Der Autor ist der Ansicht, dass in der Schweiz zurzeit keine Krise des Allgemeinen Verwaltungsrechts besteht. Und er ist der Meinung, die Wortkombination «Allgemeines Verwaltungsrecht» sei zu vage und zudem geeignet, Missverständnisse betreffend die Natur des Gegenstandes aufrechtzuerhalten. Deshalb sollte sie möglichst vermieden werden.
Umwelt-, Bau- und Planungsrecht
Lärmsanierung einer Stadtkerndurchfahrt; Prüfung
der Senkung der Höchstgeschwindigkeit auf «Tempo 30». URP 4/2016, S. 319 ff.
Im Urteil 1C_589/2014 vom 3. Februar 2016 macht die erste öffentlich-rechtliche Abteilung des Bundesgerichts grundlegende Feststellungen zur Evaluierung und Anordnung von Massnahmen zur Lärmminderung beim Strassenverkehr (vor allem zur Anordnung von Tempo 30 statt 50). Sie kommt unter anderem zum Schluss, «dass aufgrund der Kritik des Bafu und der Empa erhebliche Anhaltspunkte dafür vorliegen, dass das Verkehrsgutachten das Lärmminderungspotenzial von Tempo 30 unterschätzt hat» und die Sache deshalb zur ergänzenden Abklärung an die Baudirektion Zug zurückzuweisen sei. Sodann wird ausdrücklich festgehalten, dass in einem neuen Verkehrsgutachten auch die Auswirkungen der Temporeduktion auf die Senkung der Maximalpegel zu berücksichtigen sei (und nicht nur auf den Mittelungspegel).
Rezension der Dissertation von Adrian Gossweiler: Entschädigungen für Lärm von öffentlichen Verkehrsanlagen. Elemente für eine Neuordnung durch den Gesetzgeber. Peter Ettler, URP 4/2016, S. 421 ff.

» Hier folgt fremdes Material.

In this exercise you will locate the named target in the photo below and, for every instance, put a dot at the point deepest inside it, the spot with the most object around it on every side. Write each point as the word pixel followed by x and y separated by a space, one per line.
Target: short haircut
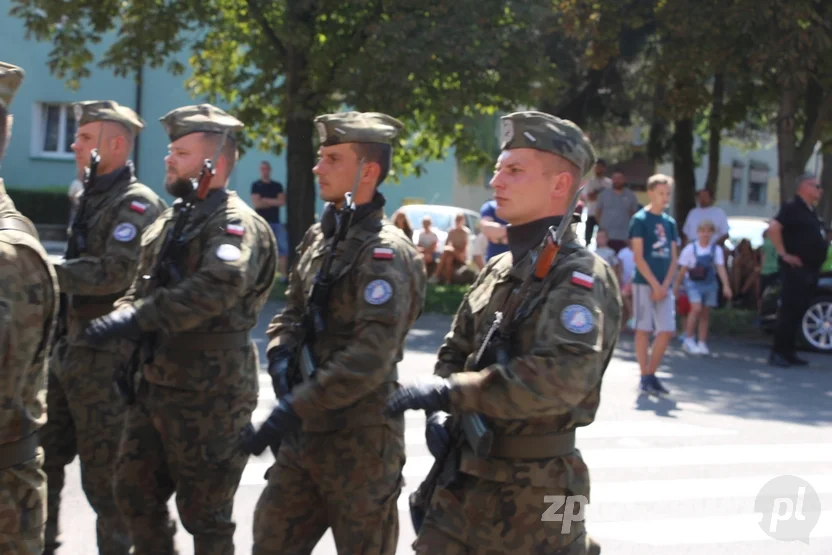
pixel 659 179
pixel 229 149
pixel 377 153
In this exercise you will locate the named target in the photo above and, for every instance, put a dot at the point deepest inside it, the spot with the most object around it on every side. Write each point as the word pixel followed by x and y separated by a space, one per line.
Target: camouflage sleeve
pixel 382 315
pixel 223 276
pixel 563 365
pixel 113 271
pixel 282 327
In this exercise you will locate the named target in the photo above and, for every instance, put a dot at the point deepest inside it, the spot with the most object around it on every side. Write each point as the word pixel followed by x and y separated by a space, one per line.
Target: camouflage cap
pixel 202 118
pixel 10 79
pixel 548 133
pixel 357 127
pixel 107 110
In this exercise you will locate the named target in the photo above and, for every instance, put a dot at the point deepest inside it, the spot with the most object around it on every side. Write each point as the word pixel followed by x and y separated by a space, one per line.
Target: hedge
pixel 445 299
pixel 44 206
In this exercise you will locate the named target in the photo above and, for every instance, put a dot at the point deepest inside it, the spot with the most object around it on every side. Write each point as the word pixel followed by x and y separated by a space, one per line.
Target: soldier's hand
pixel 436 434
pixel 280 361
pixel 431 395
pixel 119 323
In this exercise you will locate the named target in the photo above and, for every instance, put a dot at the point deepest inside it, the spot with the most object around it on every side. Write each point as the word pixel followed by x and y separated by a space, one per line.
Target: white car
pixel 442 220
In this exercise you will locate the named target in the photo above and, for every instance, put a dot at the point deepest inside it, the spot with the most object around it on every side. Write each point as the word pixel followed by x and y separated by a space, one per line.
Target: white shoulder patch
pixel 229 253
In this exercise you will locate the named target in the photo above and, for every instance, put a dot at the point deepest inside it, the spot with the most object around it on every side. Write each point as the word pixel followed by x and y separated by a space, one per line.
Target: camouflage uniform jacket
pixel 28 305
pixel 552 382
pixel 115 211
pixel 200 325
pixel 376 298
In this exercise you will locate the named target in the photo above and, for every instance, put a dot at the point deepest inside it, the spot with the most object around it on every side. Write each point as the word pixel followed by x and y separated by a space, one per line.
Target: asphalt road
pixel 676 476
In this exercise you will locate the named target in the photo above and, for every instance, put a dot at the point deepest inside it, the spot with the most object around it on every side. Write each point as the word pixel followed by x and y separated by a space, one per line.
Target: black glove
pixel 119 323
pixel 431 395
pixel 281 422
pixel 436 434
pixel 280 361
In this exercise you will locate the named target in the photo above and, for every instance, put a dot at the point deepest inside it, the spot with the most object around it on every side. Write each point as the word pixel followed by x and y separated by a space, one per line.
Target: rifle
pixel 496 341
pixel 317 300
pixel 166 271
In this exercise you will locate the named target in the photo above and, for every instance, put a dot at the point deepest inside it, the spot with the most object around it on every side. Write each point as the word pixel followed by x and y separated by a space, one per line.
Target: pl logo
pixel 790 509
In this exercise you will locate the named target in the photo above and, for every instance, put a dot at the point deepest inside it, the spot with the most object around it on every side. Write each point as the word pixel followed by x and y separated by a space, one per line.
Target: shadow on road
pixel 737 380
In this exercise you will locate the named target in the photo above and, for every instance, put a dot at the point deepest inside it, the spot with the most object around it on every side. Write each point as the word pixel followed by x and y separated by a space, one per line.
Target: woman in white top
pixel 699 264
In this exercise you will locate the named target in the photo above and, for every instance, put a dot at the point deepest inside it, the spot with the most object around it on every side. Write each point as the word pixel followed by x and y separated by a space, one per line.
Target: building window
pixel 757 185
pixel 736 182
pixel 54 130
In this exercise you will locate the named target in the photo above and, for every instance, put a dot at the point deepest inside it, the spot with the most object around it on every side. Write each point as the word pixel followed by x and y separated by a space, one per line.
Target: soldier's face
pixel 336 170
pixel 524 187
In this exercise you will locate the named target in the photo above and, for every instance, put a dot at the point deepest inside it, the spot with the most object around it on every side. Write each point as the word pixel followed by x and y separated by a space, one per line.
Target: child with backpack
pixel 700 263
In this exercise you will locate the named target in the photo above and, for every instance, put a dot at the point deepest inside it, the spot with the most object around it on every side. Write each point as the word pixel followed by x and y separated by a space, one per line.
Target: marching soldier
pixel 536 381
pixel 190 310
pixel 28 306
pixel 86 415
pixel 339 461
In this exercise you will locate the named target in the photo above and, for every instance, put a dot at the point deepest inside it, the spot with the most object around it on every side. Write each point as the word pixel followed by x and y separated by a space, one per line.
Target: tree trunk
pixel 715 135
pixel 683 170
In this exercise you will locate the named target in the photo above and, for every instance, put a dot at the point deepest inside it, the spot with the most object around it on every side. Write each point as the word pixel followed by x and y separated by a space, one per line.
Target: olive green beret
pixel 10 79
pixel 548 133
pixel 357 127
pixel 107 110
pixel 204 118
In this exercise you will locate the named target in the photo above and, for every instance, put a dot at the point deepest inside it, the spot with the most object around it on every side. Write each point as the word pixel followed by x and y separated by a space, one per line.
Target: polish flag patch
pixel 583 280
pixel 382 253
pixel 234 229
pixel 139 207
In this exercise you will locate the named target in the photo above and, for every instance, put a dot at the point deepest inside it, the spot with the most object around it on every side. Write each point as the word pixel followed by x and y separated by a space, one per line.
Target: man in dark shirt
pixel 800 239
pixel 267 197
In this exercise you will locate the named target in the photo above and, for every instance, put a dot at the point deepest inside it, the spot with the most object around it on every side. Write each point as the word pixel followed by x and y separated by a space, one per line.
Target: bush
pixel 45 206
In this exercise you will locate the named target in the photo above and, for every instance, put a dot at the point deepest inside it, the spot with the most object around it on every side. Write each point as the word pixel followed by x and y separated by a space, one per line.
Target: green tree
pixel 278 64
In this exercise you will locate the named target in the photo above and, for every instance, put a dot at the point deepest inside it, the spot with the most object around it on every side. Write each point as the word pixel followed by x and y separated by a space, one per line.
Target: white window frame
pixel 39 131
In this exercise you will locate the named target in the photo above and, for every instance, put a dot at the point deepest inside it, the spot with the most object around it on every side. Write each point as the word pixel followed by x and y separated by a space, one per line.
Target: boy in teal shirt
pixel 654 239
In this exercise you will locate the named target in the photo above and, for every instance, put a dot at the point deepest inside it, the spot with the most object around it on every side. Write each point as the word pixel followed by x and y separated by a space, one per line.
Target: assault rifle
pixel 312 322
pixel 496 344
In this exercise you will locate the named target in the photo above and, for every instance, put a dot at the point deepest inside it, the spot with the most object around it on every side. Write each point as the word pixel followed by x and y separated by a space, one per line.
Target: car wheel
pixel 816 326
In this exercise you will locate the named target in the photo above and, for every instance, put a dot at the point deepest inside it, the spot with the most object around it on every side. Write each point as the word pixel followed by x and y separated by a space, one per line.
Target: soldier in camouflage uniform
pixel 340 461
pixel 28 306
pixel 199 370
pixel 86 416
pixel 548 384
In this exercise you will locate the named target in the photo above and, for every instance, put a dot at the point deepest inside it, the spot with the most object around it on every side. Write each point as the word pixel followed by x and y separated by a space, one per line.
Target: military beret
pixel 548 133
pixel 10 79
pixel 107 110
pixel 357 127
pixel 204 118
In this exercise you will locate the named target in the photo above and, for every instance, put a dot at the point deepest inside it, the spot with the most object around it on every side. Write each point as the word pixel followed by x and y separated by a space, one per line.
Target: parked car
pixel 815 330
pixel 442 218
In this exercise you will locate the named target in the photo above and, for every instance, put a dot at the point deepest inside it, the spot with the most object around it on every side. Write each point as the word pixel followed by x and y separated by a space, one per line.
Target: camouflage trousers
pixel 188 443
pixel 473 516
pixel 348 480
pixel 23 507
pixel 85 418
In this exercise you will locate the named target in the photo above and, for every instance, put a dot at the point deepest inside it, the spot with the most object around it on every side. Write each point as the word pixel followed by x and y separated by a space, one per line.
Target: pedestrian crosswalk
pixel 659 485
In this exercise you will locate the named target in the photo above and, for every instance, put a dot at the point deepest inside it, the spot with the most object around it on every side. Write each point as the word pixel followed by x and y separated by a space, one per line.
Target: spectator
pixel 614 209
pixel 592 189
pixel 653 237
pixel 699 265
pixel 799 236
pixel 455 254
pixel 401 221
pixel 267 197
pixel 428 241
pixel 494 229
pixel 628 272
pixel 706 211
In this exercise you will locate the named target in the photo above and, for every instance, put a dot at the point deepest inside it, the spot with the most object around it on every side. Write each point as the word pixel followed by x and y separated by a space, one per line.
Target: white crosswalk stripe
pixel 633 461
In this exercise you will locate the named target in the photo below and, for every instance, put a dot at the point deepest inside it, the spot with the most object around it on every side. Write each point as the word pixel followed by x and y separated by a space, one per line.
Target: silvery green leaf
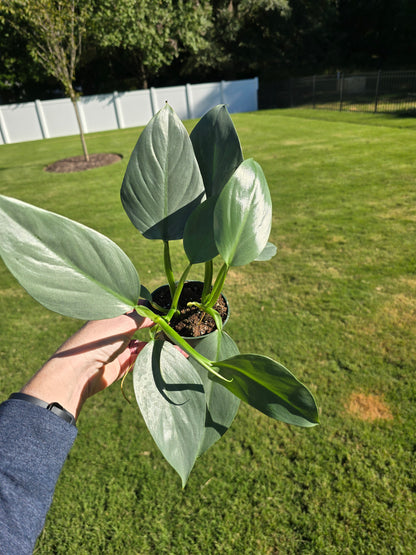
pixel 67 267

Die Dissertation Gossweiler wird vom Rezensenten sehr positiv beurteilt, auch wenn er in Sachen Darstellung der Rechtstatsachen (Lärmwirkungsforschung) noch einen gewissen Ergänzungsbedarf sieht und diese zusätzlichen Informationen in gedrängter Form gleich selbst liefert.
Sozialversicherungsrecht
Ausführungsrecht zum elektronischen Patientendossier. Kommentierung der Zertifizierungsvoraussetzungen der Gemeinschaften und Stammgemeinschaften.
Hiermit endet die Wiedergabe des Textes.